En clave catalana, las elecciones han supuesto, como se esperaba, una victoria de CiU, pero la derrota de Barcelona supone un escollo importante para la estrategia de Artur Mas cara a las autonómicas del 27 de septiembre. Si en las últimas semanas ha dado algún signo dubitativo sobre el proceso soberanista, el resultado de ayer puede acrecentarlo, y más en la medida que ERC ha mejorado sus posiciones.

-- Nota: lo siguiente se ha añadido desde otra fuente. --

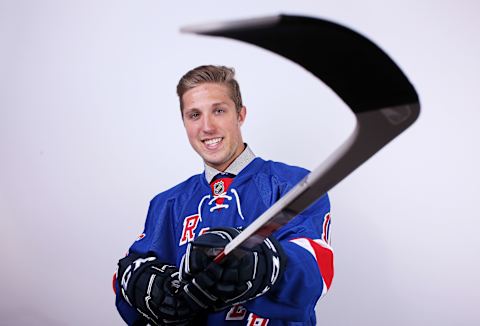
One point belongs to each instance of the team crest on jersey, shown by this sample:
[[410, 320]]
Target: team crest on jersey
[[219, 188]]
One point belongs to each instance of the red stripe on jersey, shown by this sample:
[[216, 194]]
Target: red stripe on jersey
[[326, 228], [114, 282], [324, 258], [323, 255]]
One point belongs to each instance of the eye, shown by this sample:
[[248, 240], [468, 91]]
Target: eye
[[193, 115]]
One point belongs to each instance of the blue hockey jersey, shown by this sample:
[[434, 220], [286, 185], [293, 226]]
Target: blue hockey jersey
[[185, 211]]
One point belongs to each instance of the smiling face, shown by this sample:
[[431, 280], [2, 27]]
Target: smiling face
[[213, 124]]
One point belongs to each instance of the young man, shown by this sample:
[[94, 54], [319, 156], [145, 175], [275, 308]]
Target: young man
[[168, 276]]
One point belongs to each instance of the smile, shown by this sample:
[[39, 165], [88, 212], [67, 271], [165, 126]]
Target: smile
[[213, 141]]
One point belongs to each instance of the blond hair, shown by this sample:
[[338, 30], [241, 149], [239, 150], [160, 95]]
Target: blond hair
[[211, 74]]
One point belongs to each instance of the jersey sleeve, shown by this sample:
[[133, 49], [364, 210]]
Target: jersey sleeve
[[309, 269], [158, 221]]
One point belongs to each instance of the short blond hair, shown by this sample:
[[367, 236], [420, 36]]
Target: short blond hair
[[211, 74]]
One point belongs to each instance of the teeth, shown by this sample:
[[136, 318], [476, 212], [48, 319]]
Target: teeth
[[212, 141]]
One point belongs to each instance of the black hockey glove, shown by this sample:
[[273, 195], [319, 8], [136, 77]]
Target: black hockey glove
[[153, 288], [241, 276]]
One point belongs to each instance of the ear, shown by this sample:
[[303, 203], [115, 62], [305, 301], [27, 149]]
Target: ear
[[242, 115]]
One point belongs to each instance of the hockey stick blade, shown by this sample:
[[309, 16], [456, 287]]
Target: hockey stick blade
[[383, 100]]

A nivel general español, las elecciones han confirmado buena parte de los pronósticos de los últimos meses: el mapa político sufre notables modificaciones. Pero el esquema bipartidista, con dos grandes fuerzas dominando la escena, no ha quedado tocado de gravedad como muchos predecían. Aunque la propia especifidad de los comicios locales, con patrones políticos que cambian profundamente de una población a otra, obliga a la cautela y a descartar conclusiones contundentes, las cifras globales indican que el PP puede decir que ha ganado las elecciones, sí, pero por un margen muy estrecho de votos. Si en el 2011 la diferencia con el PSOE fue de diez puntos, ahora ha sido de apenas dos (25% frente a 27%), lo que no es un empate técnico pero se le parece mucho. Un resultado muy ajustado que refuerza políticamente a Pedro Sánchez en la secretaría general del PSOE y acrecienta sus posibilidades de disputar con éxito la presidencia del Gobierno a Mariano Rajoy en las elecciones generales de finales de año, para las que la cita de ayer constituyó un primer ensayo. En muchos ayuntamientos y comunidades autónomas el PP ha sido la primera fuerza, pero el mapa de los pactos de gobernabilidad puede apartarle del poder en no pocas instituciones.

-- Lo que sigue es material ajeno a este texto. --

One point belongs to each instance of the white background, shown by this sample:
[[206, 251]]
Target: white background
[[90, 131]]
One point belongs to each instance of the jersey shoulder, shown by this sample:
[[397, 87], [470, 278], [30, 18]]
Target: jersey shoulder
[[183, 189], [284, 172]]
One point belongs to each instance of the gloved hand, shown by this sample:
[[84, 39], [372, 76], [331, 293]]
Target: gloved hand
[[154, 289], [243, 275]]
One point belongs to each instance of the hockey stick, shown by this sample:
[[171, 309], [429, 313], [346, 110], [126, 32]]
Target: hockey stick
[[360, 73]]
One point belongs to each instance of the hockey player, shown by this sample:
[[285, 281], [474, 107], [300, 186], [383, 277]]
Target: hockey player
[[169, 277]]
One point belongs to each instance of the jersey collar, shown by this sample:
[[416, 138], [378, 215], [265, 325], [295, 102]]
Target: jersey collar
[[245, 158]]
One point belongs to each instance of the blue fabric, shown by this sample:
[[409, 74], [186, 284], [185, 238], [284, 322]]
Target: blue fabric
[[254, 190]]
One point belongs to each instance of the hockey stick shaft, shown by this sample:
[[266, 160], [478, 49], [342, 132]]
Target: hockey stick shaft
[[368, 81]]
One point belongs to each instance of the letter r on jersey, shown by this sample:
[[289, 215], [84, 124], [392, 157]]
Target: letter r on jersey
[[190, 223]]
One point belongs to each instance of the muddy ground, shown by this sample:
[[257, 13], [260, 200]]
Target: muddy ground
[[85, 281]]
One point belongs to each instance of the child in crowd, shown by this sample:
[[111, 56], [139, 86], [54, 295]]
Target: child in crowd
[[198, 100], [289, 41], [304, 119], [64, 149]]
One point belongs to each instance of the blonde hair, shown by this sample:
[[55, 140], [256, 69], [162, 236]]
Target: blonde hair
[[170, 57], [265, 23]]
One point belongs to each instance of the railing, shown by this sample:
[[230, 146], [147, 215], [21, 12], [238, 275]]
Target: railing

Pero tanto populares como socialistas no pueden soslayar otro dato fundamental del 24-M, que es el de que si hace cuatro años sumaron dos tercios de los votos emitidos, ahora recogen poco más de la mitad. El beneficiario principal de esta pérdida de peso de PP y PSOE ha sido Ciudadanos, que con un 6,5% de votos (un millón y medio) se erige en tercera fuerza y sobrepasa a un partido de larga trayectoria como Izquierda Unida y otro como UPD, que hace pocos años parecía llamado a un papel decisivo en la política española.

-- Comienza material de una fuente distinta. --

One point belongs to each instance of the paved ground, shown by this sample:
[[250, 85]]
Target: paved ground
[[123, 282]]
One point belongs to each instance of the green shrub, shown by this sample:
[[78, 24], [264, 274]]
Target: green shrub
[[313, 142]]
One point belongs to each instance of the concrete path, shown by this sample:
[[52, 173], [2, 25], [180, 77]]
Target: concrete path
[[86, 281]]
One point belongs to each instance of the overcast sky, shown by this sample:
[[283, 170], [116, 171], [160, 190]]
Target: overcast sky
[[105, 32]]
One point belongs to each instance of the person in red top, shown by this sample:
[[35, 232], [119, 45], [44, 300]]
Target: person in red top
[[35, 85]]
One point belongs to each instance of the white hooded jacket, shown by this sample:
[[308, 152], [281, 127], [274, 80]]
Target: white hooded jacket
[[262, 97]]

Y aunque no haya concurrido como marca propia en todas partes, sino solo en algunas y a menudo aliada con otras fuerzas, Podemos ha respondido con creces a las expectativas que había despertado en sectores de la ciudadanía descontentos tanto con el injusto reparto de los efectos de la crisis como con una forma esclerotizada de hacer política. Pero ahora tendrá, como en Barcelona, un baño de realismo al verse obligada a negociaciones para asegurar el funcionamiento de las instituciones. Los pactos (no las componendas) estarán a la orden del día. Muchos no serán fáciles, pero de ellos depende que los ciudadanos recuperen la confianza en la política. Tanto la nueva como la vieja tienen la misma responsabilidad.